Claro, que por el precio que se abonaba por el alojamiento –mínimo una hora, máximo todo el tiempo que uno pudiese pagar no superando las dos mil quinientas por día-, no se podía ni quejar, ni pedir más, ni exigir nada.

Una pensión, o cualquier motelucho no ya de carretera, sino de camino de piedra, cabras y barro, tendrían más dignidad que aquella cochiquera. Lo de las cucarachas, ratas y pulgas era de ordinario lo habitual, llegando a encontrarse con mayor asiduidad de lo decentemente aceptable garrapatas como níscalos. Era uno de los inconvenientes del acceso no restringido a gatos y perros y otros animales de compañía. Coño, si uno quería practicar zoofilia, que se fuese al parque zoológico…

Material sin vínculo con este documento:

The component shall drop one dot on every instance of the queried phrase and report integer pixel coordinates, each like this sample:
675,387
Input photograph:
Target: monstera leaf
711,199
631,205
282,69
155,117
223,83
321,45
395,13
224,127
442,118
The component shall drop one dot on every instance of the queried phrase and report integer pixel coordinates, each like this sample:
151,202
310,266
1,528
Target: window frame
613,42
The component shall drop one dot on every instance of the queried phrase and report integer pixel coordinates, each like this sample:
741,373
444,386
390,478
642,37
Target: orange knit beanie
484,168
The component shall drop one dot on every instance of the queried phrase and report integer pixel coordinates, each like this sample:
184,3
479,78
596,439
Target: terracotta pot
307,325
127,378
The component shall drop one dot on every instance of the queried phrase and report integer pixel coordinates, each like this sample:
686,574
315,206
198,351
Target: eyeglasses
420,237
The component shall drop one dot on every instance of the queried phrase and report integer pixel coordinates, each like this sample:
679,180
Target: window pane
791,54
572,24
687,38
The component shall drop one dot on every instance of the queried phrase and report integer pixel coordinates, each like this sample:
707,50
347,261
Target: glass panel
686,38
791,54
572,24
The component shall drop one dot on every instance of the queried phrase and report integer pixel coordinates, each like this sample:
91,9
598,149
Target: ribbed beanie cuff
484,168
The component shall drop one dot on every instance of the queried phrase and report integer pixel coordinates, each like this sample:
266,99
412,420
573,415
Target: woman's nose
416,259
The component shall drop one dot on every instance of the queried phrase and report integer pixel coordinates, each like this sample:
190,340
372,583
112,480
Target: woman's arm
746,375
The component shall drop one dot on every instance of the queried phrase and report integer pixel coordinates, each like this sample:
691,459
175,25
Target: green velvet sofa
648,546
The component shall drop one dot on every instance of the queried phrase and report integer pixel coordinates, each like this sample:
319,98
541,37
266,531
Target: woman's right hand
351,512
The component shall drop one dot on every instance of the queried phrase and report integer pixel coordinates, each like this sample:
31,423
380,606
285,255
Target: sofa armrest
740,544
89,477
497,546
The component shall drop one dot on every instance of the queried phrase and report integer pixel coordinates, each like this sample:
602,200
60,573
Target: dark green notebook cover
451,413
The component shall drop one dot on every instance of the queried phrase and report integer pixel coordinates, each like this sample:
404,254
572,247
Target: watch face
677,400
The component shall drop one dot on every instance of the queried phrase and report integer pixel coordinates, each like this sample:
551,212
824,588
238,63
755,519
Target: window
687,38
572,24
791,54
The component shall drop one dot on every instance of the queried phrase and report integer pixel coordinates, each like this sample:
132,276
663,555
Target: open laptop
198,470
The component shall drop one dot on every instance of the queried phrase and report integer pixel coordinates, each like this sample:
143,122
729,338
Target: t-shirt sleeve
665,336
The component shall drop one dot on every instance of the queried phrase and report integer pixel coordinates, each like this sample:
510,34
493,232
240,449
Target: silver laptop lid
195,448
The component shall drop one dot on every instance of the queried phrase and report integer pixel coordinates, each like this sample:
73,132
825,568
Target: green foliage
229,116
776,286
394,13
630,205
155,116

Cien duros la hora tenían la culpa de todo. Cualquier gilipollas con esa mierda se metía allí. En una cosa sí que era inflexible el regente: No más de cuatro por habitación –si es que a aquello se le podía llamar así-, ya fuesen seres vivos –de cualquier clase, especie y condición-, u objetos inanimados. Las sábanas iban aparte, y el condón, caso de ser necesario, que lo pusiera cada cual.

No había dinero en el mundo para pagarme por dormir encima de una de aquellas sábanas… Ni debajo. Eran como el papel de las magdalenas, de rígidas, tiesas y marrones.

Sobre la mesita desvencijada, una botella vacía tirada. Y restos de juerga sucia, de coca, de chunga diversión. En el camastro cochambroso, con cientos de generaciones perdidas resecadas en círculos costrosos y amarillentos, el Jefe dormía plácidamente, diríase que como un niño, con lo difícil que es en la edad adulta, bocabajo, con una mujer negra, muy negra, como boca de lobo, prostituta por más señas, algo pasada de peso, exuberante, también dormida, pero algo más incómoda, bocarriba, desparramada, despatarrada. Ambos desnudos, completamente.

Los ropajes que habían llevado la jornada anterior, tirados por los suelos, junto con la cartera del Jefe, la placa desprendida, la pistola. Y el teléfono.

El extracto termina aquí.